One of the most common grammar mistakes involves forgetting to use apostrophes.
So, do you need an apostrophe to spell today’s?
The short answer is: usually yes! If you’re using today’s as a possessive form of the word today, such as in the phrase “today’s date,” then you should always use an apostrophe. The word todays without an apostrophe is grammatically incorrect.
This article will explain when you should use an apostrophe in today’s and how to remember the difference between today’s and todays.
Does Today’s Have an Apostrophe?
We use an apostrophe followed by an S whenever we want to show possession. For example, the word Sarah's is the possessive form of the name Sarah.
The same rule applies to the word today. If something belongs to the present day, you would use the possessive form today’s.
Todays with no apostrophe is almost always grammatically incorrect. The only time you should use todays without an apostrophe is when you’re referring to the plural form of the word today—in other words, multiple todays. This is rarely done except for poetic purposes, such as in the title of the book All Our Wrong Todays by Elan Mastai.
Today’s means “belonging to the present day” or “relating to the present day.”
For example, if you’re reading the newspaper, you might say, “Today’s headlines are exciting.” In this sentence, the word today’s indicates that you’re talking about the present day’s headlines, not some other day’s headlines.
Todays Date vs Today’s Date
The phrase today’s date always requires an apostrophe. Here are some more examples of this phrase in action:
Incorrect: What is todays date?
Correct: What is today’s date?
Incorrect: Todays date is October 10th.
Correct: Today's date is October 10th.
Today’s Meeting vs Todays Meeting
The phrase today’s meeting also requires an apostrophe. Here are some more examples of this phrase in action:
Incorrect: Don’t forget about todays meeting.

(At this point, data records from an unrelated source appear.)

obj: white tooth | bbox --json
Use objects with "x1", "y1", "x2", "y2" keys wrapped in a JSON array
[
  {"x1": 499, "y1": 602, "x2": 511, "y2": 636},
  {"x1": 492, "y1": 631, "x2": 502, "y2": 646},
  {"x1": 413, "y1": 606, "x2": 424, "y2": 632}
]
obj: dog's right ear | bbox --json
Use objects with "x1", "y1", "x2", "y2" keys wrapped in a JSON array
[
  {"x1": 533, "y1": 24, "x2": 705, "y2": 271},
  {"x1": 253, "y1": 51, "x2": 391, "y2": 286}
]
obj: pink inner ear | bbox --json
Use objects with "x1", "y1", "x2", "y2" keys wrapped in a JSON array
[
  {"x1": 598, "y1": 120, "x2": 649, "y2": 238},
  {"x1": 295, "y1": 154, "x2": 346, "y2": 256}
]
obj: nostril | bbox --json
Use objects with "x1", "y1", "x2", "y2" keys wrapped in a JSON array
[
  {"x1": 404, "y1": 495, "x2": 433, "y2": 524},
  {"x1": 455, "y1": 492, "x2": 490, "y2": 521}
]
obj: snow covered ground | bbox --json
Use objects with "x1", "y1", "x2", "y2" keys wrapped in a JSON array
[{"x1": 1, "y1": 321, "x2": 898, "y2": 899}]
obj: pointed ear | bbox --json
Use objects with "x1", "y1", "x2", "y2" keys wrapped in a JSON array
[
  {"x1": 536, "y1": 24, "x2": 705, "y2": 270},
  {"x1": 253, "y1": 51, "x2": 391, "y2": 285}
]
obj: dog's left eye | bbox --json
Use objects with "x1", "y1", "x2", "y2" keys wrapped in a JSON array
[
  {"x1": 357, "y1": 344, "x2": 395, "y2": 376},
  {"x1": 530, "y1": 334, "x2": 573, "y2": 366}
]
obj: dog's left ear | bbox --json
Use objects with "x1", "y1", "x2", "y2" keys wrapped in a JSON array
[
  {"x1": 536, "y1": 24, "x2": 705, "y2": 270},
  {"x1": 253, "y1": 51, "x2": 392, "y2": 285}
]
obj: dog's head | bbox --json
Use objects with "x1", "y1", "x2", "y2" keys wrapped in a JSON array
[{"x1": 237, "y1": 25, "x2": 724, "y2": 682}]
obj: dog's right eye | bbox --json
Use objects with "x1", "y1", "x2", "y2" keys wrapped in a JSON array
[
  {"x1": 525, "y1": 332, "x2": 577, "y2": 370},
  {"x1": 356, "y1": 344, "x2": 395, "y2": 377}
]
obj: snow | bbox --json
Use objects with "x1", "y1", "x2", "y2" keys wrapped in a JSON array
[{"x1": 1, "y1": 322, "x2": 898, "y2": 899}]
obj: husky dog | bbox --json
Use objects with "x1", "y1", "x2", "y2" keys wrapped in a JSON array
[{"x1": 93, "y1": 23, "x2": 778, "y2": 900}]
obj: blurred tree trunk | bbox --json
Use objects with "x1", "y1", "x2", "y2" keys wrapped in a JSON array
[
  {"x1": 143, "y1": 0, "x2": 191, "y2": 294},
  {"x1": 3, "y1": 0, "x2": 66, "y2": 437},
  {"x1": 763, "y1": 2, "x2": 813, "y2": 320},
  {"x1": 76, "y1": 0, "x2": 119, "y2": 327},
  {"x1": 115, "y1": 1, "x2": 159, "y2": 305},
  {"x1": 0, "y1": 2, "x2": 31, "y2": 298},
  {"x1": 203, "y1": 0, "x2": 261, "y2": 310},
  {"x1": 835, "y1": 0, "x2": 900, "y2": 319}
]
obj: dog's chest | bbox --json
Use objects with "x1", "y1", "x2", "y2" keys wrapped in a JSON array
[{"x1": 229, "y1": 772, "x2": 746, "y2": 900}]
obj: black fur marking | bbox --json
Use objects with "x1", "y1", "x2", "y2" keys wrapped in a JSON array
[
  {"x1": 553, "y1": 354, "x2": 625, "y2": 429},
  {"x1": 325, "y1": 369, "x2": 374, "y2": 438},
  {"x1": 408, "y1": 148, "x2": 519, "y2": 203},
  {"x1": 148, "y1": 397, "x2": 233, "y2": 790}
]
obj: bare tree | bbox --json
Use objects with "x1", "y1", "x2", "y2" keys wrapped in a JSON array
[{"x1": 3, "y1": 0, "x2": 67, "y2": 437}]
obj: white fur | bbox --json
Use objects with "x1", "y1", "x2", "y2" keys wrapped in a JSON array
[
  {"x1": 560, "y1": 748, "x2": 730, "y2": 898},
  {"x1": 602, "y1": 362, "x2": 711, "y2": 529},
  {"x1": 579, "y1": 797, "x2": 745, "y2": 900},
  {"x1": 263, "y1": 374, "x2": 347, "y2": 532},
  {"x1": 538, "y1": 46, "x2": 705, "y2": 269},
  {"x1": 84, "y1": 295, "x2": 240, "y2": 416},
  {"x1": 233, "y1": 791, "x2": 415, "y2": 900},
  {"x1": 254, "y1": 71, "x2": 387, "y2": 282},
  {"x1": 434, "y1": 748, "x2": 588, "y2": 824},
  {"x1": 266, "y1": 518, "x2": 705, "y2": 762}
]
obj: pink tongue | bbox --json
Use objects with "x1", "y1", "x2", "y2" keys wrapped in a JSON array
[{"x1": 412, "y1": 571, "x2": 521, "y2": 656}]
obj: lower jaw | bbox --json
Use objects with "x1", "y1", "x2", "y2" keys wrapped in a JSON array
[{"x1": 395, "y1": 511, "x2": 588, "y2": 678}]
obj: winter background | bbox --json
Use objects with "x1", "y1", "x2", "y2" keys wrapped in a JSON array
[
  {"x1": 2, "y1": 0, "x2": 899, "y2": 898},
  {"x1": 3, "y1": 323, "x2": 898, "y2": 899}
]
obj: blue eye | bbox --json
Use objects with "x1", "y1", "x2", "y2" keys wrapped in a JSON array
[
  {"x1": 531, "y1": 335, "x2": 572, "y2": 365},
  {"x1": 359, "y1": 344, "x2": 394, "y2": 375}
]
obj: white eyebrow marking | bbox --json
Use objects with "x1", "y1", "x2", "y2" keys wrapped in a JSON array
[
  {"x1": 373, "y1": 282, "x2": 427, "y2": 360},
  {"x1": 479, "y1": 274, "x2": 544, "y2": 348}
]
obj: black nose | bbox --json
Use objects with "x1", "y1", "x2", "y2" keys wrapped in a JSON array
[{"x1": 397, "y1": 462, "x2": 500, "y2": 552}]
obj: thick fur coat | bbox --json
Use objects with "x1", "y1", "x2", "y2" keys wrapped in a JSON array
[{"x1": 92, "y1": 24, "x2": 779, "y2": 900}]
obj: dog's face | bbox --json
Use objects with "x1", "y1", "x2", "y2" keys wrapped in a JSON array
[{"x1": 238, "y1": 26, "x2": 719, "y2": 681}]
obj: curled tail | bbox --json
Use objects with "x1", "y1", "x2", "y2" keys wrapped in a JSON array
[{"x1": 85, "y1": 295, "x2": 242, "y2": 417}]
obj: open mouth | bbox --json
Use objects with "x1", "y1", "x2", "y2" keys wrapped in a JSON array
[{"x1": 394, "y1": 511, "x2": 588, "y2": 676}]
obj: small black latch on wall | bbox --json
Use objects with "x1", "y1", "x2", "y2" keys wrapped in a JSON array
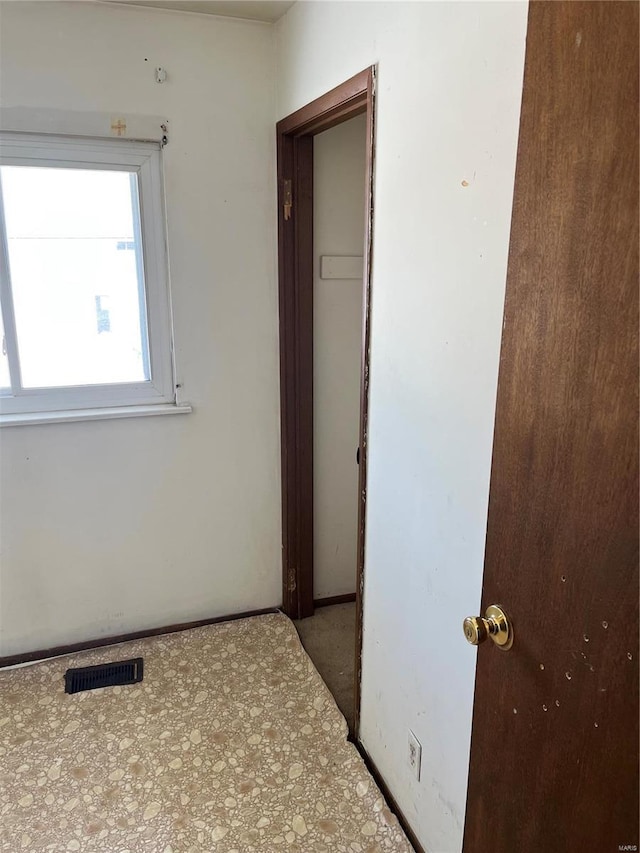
[{"x1": 64, "y1": 658, "x2": 144, "y2": 694}]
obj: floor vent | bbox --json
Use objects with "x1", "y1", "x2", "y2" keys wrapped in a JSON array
[{"x1": 64, "y1": 658, "x2": 144, "y2": 694}]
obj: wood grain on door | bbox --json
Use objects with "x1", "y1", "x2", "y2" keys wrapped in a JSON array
[{"x1": 464, "y1": 3, "x2": 639, "y2": 851}]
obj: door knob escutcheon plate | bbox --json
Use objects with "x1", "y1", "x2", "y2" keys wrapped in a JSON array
[{"x1": 463, "y1": 604, "x2": 513, "y2": 651}]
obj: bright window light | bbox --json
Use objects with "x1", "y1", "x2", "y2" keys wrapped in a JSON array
[
  {"x1": 0, "y1": 134, "x2": 175, "y2": 418},
  {"x1": 3, "y1": 166, "x2": 149, "y2": 388}
]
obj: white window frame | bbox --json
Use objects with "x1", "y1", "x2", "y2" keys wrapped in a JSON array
[{"x1": 0, "y1": 133, "x2": 177, "y2": 418}]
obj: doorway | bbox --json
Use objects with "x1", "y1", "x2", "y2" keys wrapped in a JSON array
[
  {"x1": 276, "y1": 68, "x2": 375, "y2": 736},
  {"x1": 296, "y1": 113, "x2": 367, "y2": 732}
]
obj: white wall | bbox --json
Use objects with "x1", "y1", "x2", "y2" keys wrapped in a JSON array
[
  {"x1": 313, "y1": 115, "x2": 366, "y2": 599},
  {"x1": 0, "y1": 2, "x2": 281, "y2": 656},
  {"x1": 276, "y1": 3, "x2": 528, "y2": 850},
  {"x1": 1, "y1": 3, "x2": 530, "y2": 846}
]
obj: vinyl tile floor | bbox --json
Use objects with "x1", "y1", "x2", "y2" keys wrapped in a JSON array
[{"x1": 0, "y1": 611, "x2": 412, "y2": 852}]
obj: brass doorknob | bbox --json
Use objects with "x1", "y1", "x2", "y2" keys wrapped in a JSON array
[{"x1": 463, "y1": 605, "x2": 513, "y2": 651}]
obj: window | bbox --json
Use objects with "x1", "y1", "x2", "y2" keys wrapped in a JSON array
[{"x1": 0, "y1": 133, "x2": 178, "y2": 421}]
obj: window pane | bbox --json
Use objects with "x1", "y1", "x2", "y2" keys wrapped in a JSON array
[{"x1": 1, "y1": 166, "x2": 150, "y2": 389}]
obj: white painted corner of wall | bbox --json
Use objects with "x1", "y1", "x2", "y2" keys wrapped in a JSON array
[
  {"x1": 0, "y1": 1, "x2": 282, "y2": 658},
  {"x1": 313, "y1": 115, "x2": 367, "y2": 600}
]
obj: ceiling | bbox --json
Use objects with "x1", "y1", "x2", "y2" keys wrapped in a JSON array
[{"x1": 107, "y1": 1, "x2": 295, "y2": 22}]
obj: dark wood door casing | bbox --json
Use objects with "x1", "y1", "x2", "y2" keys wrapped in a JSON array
[
  {"x1": 277, "y1": 68, "x2": 373, "y2": 622},
  {"x1": 276, "y1": 68, "x2": 375, "y2": 734},
  {"x1": 277, "y1": 129, "x2": 314, "y2": 620},
  {"x1": 464, "y1": 3, "x2": 639, "y2": 852}
]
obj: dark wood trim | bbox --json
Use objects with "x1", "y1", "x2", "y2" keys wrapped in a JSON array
[
  {"x1": 277, "y1": 67, "x2": 376, "y2": 742},
  {"x1": 313, "y1": 592, "x2": 357, "y2": 608},
  {"x1": 277, "y1": 69, "x2": 374, "y2": 622},
  {"x1": 277, "y1": 130, "x2": 314, "y2": 619},
  {"x1": 353, "y1": 67, "x2": 376, "y2": 738},
  {"x1": 0, "y1": 608, "x2": 280, "y2": 669},
  {"x1": 354, "y1": 740, "x2": 424, "y2": 853},
  {"x1": 276, "y1": 68, "x2": 370, "y2": 137}
]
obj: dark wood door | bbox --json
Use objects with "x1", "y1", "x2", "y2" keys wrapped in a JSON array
[{"x1": 464, "y1": 3, "x2": 639, "y2": 852}]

Correct: Don’t forget about today’s meeting.
Incorrect: Bring your laptop to todays meeting.
Correct: Bring your laptop to today's meeting.
Other Examples of Today’s Used in Sentences
The best way to learn the spelling of a word is to see examples of it in sentences. Here are some more examples of today’s from English literature.
“The timeless in you is aware of life’s timelessness. And knows that yesterday is but today's memory and tomorrow is today's dream.”—Khalil Gibran, The Prophet
“This is my time, Hathaway. I’m leading today’s session.”—Richelle Mead, Vampire Academy
“Ah, coffee. The sweet balm by which we shall accomplish today's tasks.”—Holly Black, Ironside
“Today's worries are yesterday's fears and tomorrow's stories.”—Alyson Noel, Evermore
“Only in today's sick society can a man be persecuted for reading too many books.”—Markus Zusak, I Am the Messenger
“The best possible way to prepare for tomorrow is to concentrate with all your intelligence, all your enthusiasm, on doing today's work superbly today. That is the only possible way you can prepare for the future.”—Dale Carnegie, How to Stop Worrying and Start Living
Conclusion on Today’s vs Todays
There you have it—a complete guide to todays vs today’s.